The info is split into two distinct varieties, EdDSA keys and RSA keys. As a result of they’re prefixed with their sort, all of the EdDSA keys are first on the web page, and the RSA keys are final. There’s a massive measurement distinction between the 2 forms of keys. And that seems to be an actual downside for us.
Take into account what is going to occur once we need to insert a brand new key to this web page. We nonetheless have room to a couple extra EdDSA keys, in order that isn’t actually that fascinating, however what occurs once we need to insert a brand new RSA key? There may be not sufficient room right here, so we break up the web page. Utilizing the algorithm above, we get the next tree construction publish break up:
Bear in mind, we have to add an RSA key, so we are actually going to go to the underside proper web page and attempt to add the worth. However there’s not sufficient room so as to add a bit greater than 512 bytes to the web page, is there?
What occurs subsequent is determined by the precise implementation. It’s attainable that you simply’ll get an error, or one other break up, or the tree will try and proceed and do one thing fully weird.

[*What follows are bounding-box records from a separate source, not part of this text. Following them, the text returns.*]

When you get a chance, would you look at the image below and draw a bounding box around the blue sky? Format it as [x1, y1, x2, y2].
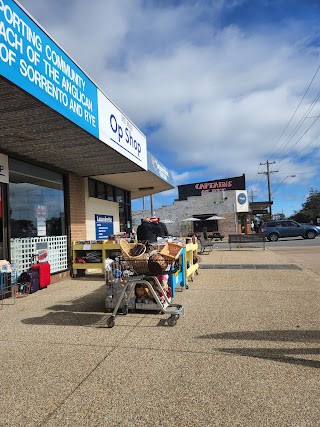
[20, 0, 320, 216]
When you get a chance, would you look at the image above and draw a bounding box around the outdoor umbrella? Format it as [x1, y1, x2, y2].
[206, 215, 225, 221]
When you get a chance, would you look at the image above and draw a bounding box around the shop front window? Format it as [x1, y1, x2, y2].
[9, 159, 66, 238]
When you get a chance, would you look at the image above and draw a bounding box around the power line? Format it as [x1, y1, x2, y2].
[268, 65, 320, 157]
[258, 160, 279, 219]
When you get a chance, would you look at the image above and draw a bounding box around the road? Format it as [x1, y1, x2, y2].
[266, 236, 320, 250]
[215, 236, 320, 281]
[266, 236, 320, 281]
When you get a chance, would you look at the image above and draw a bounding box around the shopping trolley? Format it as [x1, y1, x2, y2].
[105, 257, 184, 328]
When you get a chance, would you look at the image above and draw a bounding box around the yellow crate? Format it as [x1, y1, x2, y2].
[160, 242, 182, 259]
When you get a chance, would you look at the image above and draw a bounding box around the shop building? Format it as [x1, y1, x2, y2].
[132, 175, 251, 236]
[0, 0, 173, 280]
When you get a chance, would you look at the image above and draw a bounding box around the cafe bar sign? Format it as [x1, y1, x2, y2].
[178, 174, 246, 200]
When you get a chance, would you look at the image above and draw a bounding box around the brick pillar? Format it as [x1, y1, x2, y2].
[68, 174, 86, 241]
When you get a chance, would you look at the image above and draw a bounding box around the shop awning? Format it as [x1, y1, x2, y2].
[0, 76, 173, 199]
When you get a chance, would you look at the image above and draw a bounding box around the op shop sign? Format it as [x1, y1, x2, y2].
[0, 0, 99, 137]
[98, 91, 148, 170]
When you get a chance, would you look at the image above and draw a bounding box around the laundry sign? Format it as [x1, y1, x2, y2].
[0, 154, 9, 184]
[95, 214, 113, 240]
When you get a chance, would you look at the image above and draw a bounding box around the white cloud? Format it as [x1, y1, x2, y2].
[22, 0, 320, 214]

The important thing right here (pun supposed) is that despite the fact that the scenario seems comparatively easy, a wonderfully affordable selection can cover a fairly refined bug for a really very long time. It’s only once you hit the precise problematic circumstances that you simply’ll run into issues.
This has been a reasonably easy downside, however there are numerous such edge circumstances that could be hiding within the weeds of B+Tree implementations. that is without doubt one of the causes that working with manufacturing knowledge is such an enormous situation. Actual world knowledge is messy, it has unpredictable patterns and stuff that you simply’ll doubtless by no means consider. Additionally it is one of the best ways I’ve discovered to smoke out these particulars.